What Are 35mm Slides?
Slides (also called transparencies or positives) are individual frames of colour reversal film mounted in small cardboard or plastic frames. When you hold a slide up to the light, you can see the image directly — the colours look correct and the picture is visible without any processing. Slides were designed to be projected onto a screen using a slide projector.
Common slide films include Kodachrome, Ektachrome, and Fujichrome. Slides were popular from the 1960s to the 1990s, especially for holiday photography and professional presentations.
What Are Film Negatives?
Negatives are strips of film (usually 4–6 frames per strip) where the image is reversed — light areas appear dark and dark areas appear light. Colours are also inverted (orangey-brown instead of natural colour). Negatives were the intermediate step between taking a photograph and getting a printed photo from a high-street lab.
When you got photos developed, the lab printed your negatives onto photographic paper to create the prints you put in albums. The negatives were returned in sleeves inside the envelope of prints. Many people kept these but never looked at them again.
Which Produces Better Digital Scans?
Both slides and negatives can produce excellent digital scans, but negatives typically hold more dynamic range — more detail in the brightest and darkest parts of the image. Slides have punchier colour straight out of the scanner but can lose detail in shadows and highlights.

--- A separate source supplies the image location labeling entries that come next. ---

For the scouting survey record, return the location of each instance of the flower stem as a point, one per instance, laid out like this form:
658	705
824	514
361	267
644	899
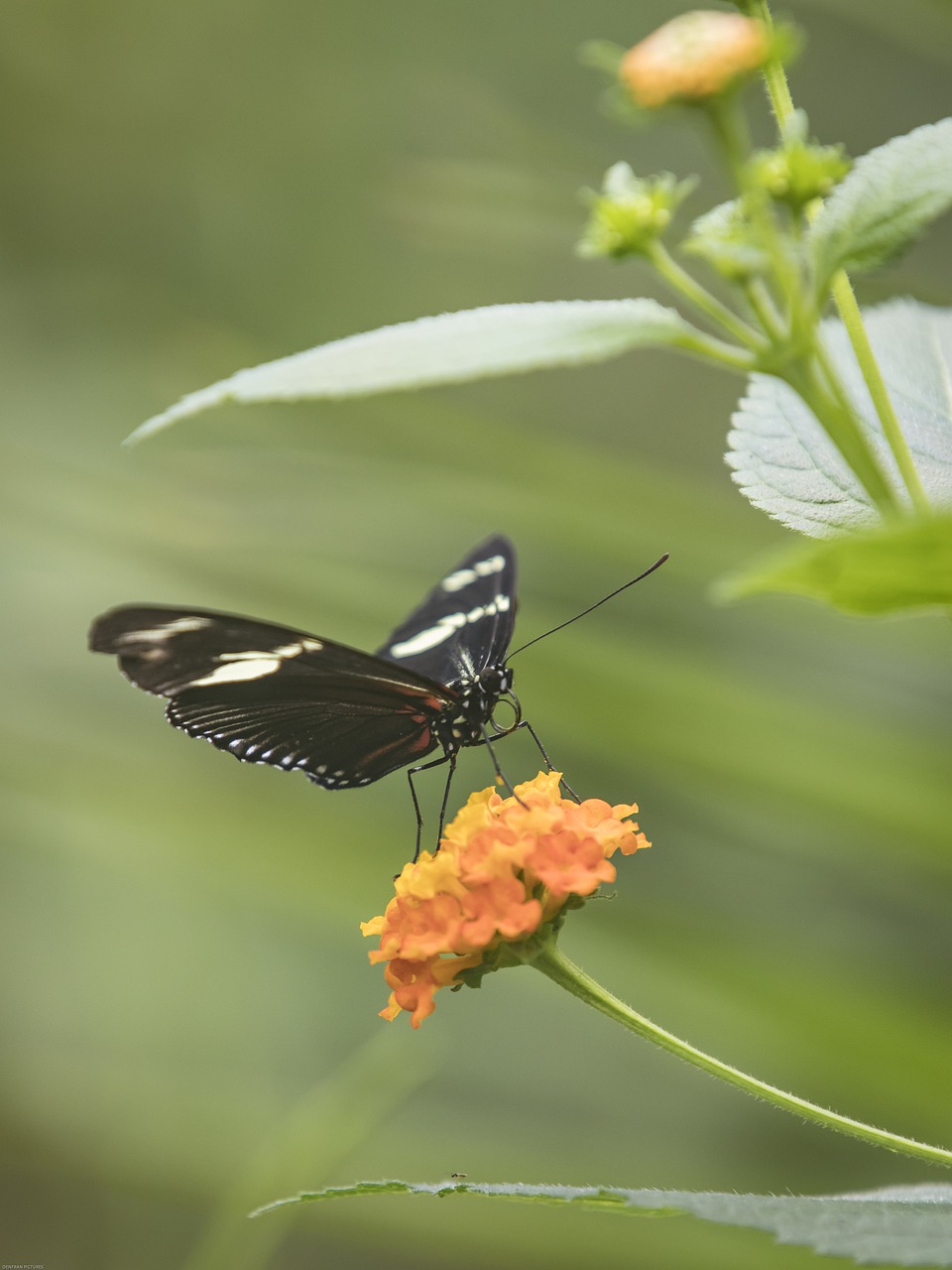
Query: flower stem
557	966
870	368
842	291
774	72
679	280
839	422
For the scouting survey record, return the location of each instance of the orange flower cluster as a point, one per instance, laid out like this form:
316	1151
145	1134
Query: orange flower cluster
506	867
692	58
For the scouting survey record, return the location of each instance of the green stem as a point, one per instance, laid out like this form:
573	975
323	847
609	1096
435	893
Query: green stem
782	104
761	302
553	964
873	376
839	422
774	72
680	281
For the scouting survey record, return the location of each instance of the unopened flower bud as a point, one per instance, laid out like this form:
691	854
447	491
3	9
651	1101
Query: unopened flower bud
631	212
693	58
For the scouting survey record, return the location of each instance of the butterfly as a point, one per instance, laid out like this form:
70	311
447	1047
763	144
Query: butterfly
284	698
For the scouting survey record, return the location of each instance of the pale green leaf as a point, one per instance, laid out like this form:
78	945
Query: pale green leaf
451	348
883	204
785	463
900	1225
880	571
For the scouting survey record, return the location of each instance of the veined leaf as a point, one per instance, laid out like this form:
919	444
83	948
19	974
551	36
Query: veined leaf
909	1225
880	571
785	463
451	348
888	198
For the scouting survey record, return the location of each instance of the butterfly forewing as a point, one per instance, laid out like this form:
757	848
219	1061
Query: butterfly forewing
281	697
465	625
275	695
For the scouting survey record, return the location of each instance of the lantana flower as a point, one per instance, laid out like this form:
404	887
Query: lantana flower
497	890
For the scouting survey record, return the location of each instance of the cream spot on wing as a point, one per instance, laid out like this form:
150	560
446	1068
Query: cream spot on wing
173	627
252	666
481	570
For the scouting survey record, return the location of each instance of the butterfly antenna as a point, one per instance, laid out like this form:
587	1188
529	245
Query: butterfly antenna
587	611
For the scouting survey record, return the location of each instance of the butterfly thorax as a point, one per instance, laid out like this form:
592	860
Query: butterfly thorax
465	722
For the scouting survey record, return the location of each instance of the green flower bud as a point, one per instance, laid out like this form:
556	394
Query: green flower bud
631	212
798	173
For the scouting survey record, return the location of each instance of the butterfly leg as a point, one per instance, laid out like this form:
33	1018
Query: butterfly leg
549	765
425	767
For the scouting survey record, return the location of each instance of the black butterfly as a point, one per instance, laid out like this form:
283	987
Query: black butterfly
280	697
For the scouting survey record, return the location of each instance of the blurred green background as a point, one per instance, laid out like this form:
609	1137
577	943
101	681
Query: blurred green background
188	1017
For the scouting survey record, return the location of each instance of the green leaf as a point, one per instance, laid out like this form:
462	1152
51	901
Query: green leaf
881	571
451	348
785	463
909	1225
888	199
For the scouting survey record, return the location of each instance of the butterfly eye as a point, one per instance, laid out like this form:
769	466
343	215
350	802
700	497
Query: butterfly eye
512	715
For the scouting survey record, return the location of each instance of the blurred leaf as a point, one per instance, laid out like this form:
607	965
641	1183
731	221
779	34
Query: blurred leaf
884	203
909	1225
449	348
785	463
881	571
325	1127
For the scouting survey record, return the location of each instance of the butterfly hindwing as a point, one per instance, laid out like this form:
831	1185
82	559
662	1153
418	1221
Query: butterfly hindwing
466	622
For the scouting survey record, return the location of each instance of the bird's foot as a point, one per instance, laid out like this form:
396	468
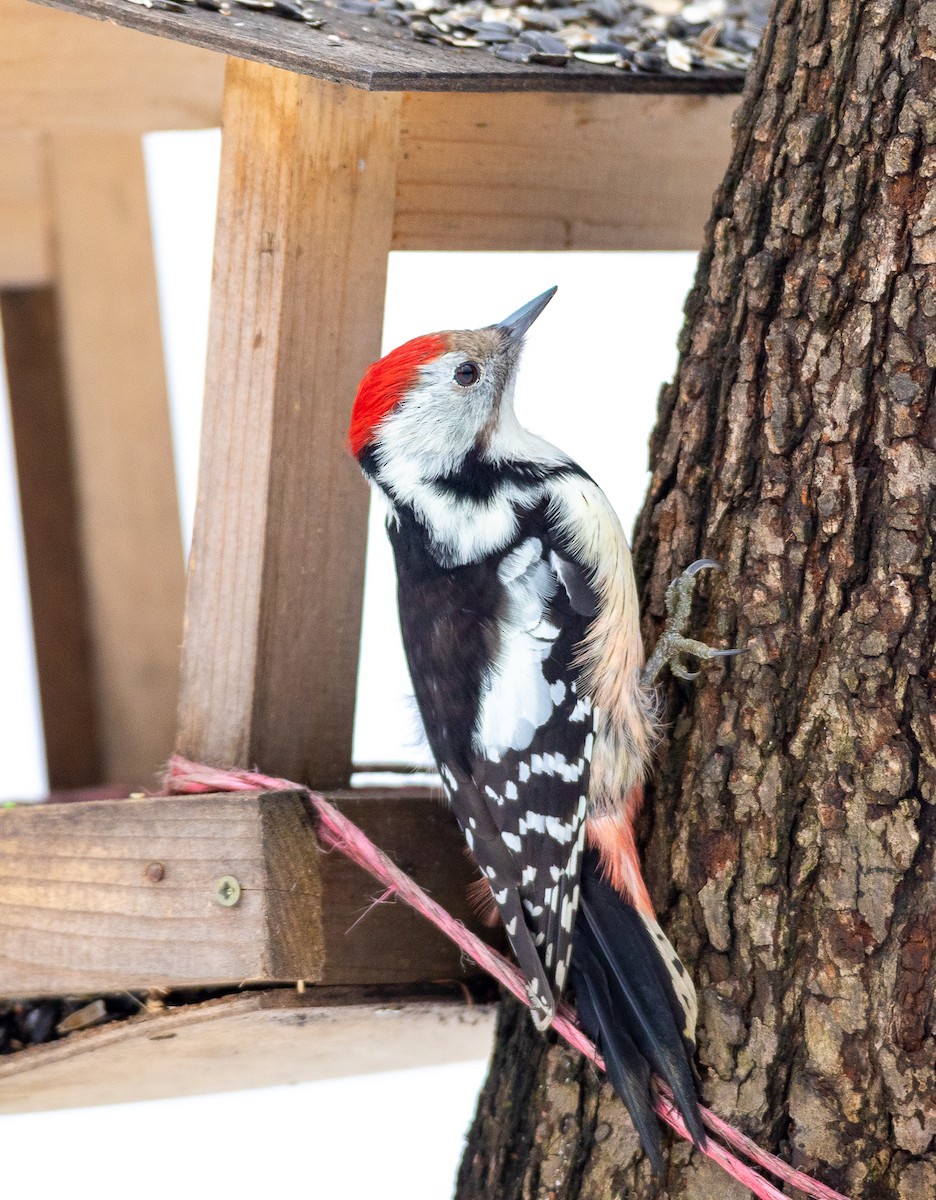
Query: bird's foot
673	646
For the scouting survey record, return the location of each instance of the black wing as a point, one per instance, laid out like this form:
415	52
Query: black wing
492	649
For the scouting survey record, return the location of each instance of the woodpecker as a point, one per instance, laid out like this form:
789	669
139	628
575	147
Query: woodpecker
520	622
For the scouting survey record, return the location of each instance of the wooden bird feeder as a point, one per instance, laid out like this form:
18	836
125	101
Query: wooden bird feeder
337	148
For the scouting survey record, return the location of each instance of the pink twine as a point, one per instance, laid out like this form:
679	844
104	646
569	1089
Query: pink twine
337	833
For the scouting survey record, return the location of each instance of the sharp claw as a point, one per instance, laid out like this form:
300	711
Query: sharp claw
701	564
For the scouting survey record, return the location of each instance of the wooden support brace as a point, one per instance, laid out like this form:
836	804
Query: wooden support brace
52	537
544	171
240	1042
276	575
63	72
119	427
115	895
25	225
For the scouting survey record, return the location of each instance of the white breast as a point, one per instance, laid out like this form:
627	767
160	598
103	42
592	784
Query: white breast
516	696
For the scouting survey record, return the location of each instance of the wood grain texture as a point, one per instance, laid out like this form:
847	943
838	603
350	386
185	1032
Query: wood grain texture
118	411
371	942
552	172
240	1042
49	511
25	223
82	912
59	72
276	574
381	58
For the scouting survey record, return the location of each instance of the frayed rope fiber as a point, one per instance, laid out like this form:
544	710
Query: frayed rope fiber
337	833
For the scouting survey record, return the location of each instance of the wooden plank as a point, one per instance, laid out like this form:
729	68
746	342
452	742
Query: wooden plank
367	942
240	1042
106	895
49	513
25	234
59	72
276	575
378	57
550	172
118	408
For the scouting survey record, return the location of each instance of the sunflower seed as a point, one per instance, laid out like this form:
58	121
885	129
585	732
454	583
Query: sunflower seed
678	55
609	12
647	61
599	60
514	52
544	43
534	18
550	60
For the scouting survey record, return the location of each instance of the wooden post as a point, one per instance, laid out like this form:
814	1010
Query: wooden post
119	424
51	533
276	575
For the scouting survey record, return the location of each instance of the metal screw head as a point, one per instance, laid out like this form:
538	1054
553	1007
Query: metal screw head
227	891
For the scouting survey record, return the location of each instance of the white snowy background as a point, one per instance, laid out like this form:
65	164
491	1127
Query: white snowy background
592	372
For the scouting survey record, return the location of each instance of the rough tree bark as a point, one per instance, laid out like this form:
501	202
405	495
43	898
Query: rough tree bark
790	835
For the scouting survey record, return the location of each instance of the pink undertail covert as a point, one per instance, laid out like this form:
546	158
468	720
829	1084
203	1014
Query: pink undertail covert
337	833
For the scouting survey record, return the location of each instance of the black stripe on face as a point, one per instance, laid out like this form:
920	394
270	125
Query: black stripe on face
477	479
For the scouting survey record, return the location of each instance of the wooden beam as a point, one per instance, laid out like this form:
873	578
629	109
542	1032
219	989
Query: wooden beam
108	895
49	511
276	576
61	72
240	1042
553	172
118	409
25	227
115	895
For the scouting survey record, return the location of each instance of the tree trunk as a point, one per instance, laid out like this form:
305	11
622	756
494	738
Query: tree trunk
789	837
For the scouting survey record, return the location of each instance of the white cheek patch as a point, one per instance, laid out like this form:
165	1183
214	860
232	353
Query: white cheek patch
517	699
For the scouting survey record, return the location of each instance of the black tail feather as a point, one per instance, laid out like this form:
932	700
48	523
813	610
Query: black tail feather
627	1067
627	1005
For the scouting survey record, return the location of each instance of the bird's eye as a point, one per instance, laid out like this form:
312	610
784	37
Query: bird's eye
467	373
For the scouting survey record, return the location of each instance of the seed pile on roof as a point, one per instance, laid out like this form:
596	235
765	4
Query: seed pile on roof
657	36
648	37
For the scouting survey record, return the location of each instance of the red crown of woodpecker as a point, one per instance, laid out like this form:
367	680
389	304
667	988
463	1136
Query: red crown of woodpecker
384	385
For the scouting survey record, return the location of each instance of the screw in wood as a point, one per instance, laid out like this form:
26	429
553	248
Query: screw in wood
227	891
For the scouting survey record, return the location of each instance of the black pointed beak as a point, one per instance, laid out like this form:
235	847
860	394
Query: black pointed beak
519	322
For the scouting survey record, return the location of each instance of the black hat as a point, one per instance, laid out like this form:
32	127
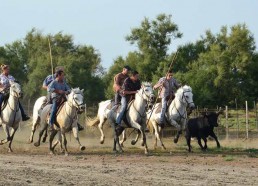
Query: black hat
127	67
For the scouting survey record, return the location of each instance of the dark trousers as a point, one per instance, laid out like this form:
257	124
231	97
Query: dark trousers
53	112
117	98
20	106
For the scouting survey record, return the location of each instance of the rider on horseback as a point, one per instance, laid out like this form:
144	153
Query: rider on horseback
5	80
118	82
129	89
167	85
58	88
47	81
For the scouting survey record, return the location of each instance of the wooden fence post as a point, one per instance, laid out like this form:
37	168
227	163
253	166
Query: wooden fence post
227	122
246	119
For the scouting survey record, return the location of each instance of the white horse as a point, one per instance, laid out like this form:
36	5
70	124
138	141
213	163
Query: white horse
67	119
101	118
36	117
135	115
176	115
103	110
11	114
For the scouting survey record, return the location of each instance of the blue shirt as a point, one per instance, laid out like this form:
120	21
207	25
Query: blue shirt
55	85
48	80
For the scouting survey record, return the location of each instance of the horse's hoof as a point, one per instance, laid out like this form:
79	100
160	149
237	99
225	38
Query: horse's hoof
36	144
82	148
133	142
10	150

Negatives consistently outperform printed photos when scanned. A negative holds roughly twice as much detail and dynamic range as the print that was made from it. If you have both the prints and the negatives, always scan the negatives for the best result.
How to Tell Them Apart
Slides are individual frames in mounts (cardboard or plastic frames). When you hold one up to a light, you see a normal-looking colour image. Negatives are strips of film (not mounted) in plastic sleeves. When you hold one up to a light, the image looks orange/brown with inverted colours. If you can see the photo correctly just by looking through it, it is a slide. If it looks like a strange orange negative of the photo, it is a negative.